While there are downsides to an asset purchase agreement, there are several distinct advantages, including:

  • You can define how you want the transaction to be structured
  • Ownership over specified assets are only transferred, which can mitigate legal issues
  • You avoid problems with minority shareholders
  • Assets can be sold at fair market value (FMV)
  • Both parties avoid running into opportunities and instead attract serious buyers and sellers

The advantages of an asset purchase agreement are critical for some businesses. Ultimately, the most significant advantage is that it provides reassurance and an understanding among the parties involved while protecting their legal rights.


Although the positive aspects of an asset purchase agreement are numerous, there are a few disadvantages associated with asset purchase agreements, including:

  • You will need to engage in the retitling process, which can be costly
  • Employment contracts may need review and renewal
  • Specific permits and licenses may not transfer to the buyer without reapplication
  • Assets sold well below FMV may result in insufficient capital for the buyer

The decision to use an asset purchase agreement vs. other legal instruments, such as a stock purchase agreement, should be made in conjunction with a legal professional with experience in this area.
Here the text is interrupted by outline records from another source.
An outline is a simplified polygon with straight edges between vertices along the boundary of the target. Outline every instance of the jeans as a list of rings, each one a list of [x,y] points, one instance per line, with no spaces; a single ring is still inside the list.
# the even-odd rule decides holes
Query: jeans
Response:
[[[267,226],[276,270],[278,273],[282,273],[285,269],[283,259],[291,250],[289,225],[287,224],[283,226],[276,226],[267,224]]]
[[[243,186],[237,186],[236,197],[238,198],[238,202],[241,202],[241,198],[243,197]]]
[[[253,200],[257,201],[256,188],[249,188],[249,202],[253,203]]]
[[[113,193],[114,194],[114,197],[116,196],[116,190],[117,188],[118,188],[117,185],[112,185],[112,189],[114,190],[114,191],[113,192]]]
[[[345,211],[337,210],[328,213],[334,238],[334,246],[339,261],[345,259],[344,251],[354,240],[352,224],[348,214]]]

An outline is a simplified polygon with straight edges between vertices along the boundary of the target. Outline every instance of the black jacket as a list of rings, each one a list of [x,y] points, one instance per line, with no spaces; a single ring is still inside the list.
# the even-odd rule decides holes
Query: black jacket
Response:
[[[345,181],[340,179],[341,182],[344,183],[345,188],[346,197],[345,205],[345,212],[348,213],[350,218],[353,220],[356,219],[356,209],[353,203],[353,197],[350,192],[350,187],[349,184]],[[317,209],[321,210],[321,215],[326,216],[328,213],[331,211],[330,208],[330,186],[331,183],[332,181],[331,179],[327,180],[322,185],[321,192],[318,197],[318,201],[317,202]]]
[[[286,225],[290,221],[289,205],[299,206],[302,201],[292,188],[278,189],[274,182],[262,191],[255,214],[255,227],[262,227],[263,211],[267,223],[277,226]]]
Otherwise, you could make legal mistakes that affect you later on.


Assets purchase is an unavoidable process when acquiring or merging a company or expanding yours as assets are a crucial part of any company. When purchasing assets, buyers have to make a clear distinction between what the assets and liabilities as so as not to incur most of their cost but focus on getting the best from the assets.

When dealing with assets purchase, it does not only refer to mergers and acquisitions, a startup business or an expanding one may need to acquire assets as well. A computer school buying desktops for their classrooms are also purchasing assets.

Frequently Asked Questions

What is an asset purchase agreement?

An asset purchase agreement is a legal document that outlines the terms and conditions of an asset purchase. This document will typically include a description of the assets being purchased, as well as the price and any other pertinent information related to the sale.

Who is the asset purchase agreement for?

The asset purchase agreement is typically between the buyer and the seller of the assets. However, in some cases it may also include other parties involved in the transaction, such as a lender or funding source.

What assets are being purchased?

The assets being purchased should be specifically identified in the agreement. This could include a list of specific items, or could be more general in nature.

Who drafts an asset purchase agreement?

The asset purchase agreement is typically drafted by the buyer and seller of the assets. However, in some cases it may be handled by an attorney.

What needs to happen before an asset purchase closing?

In order for the asset purchase to close, the buyer and seller will need to sign the agreement, as well as any other necessary parties. The buyer will also need to provide any funding required for the purchase, and the seller will need to transfer ownership of the assets.